A rotated sorted array consists of two sorted halves. The minimum element sits at the start of the second (right) half — it’s the only element smaller than its predecessor. The key observation: if nums[mid] > nums[hi], the minimum must be in the right half (because the right half starts lower than mid). Otherwise, the minimum is in the left half including mid. Track the running minimum as you go.

Algorithm

  1. Set lo = 0, hi = len(nums) - 1, ans = nums[0].
  2. While lo <= hi:
    • mid = lo + (hi - lo) // 2.
    • Update ans = min(ans, nums[mid]).
    • If nums[mid] > nums[hi]: minimum is in the right half → lo = mid + 1.
    • Else: minimum is in the left half (including mid, already recorded) → hi = mid - 1.
  3. Return ans.
flowchart LR
    S(["nums=[4,5,6,7,0,1,2]\nlo=0  hi=6  ans=4"])
    S --> m0["mid=3  nums[3]=7  7>nums[6]=2  →  min is right  lo=4"]
    m0 --> m1["mid=5  nums[5]=1  1≤nums[6]=2  →  ans=1  hi=4"]
    m1 --> m2["mid=4  nums[4]=0  0≤nums[4]=0  →  ans=0  hi=3"]
    m2 --> done["lo=4 > hi=3  →  return 0"]

Solution

def findMin(nums):
    lo, hi = 0, len(nums) - 1
    ans = nums[0]
    while lo <= hi:
        mid = lo + (hi - lo) // 2
        ans = min(ans, nums[mid])
        if nums[mid] > nums[hi]:
            lo = mid + 1
        else:
            hi = mid - 1
    return ans


print(findMin([3, 4, 5, 1, 2]))       # 1
print(findMin([4, 5, 6, 7, 0, 1, 2])) # 0
print(findMin([11, 13, 15, 17]))       # 11

Complexity

  • Time: O(log n)
  • Space: O(1)

Common Pitfalls

Comparing nums[mid] with nums[lo] instead of nums[hi]. Using lo as the reference is trickier because the array could be fully sorted (no rotation), making nums[lo] < nums[mid] ambiguous. Comparing with nums[hi] cleanly identifies which half contains the pivot.
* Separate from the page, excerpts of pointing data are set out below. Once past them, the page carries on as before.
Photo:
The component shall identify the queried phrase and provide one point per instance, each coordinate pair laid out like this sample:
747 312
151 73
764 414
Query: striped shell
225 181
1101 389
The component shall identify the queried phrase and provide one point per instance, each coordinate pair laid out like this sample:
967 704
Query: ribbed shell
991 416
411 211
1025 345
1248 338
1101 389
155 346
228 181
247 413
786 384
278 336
Not handling the no-rotation case. If the array is fully sorted, nums[mid] <= nums[hi] always, so hi keeps shrinking and you eventually reach nums[0] — the minimum. The algorithm handles it naturally.

Stopping too early. Don’t return nums[mid] the moment nums[lo] <= nums[hi] (the current window is sorted). Always continue to narrow the window — the minimum might still be anywhere inside.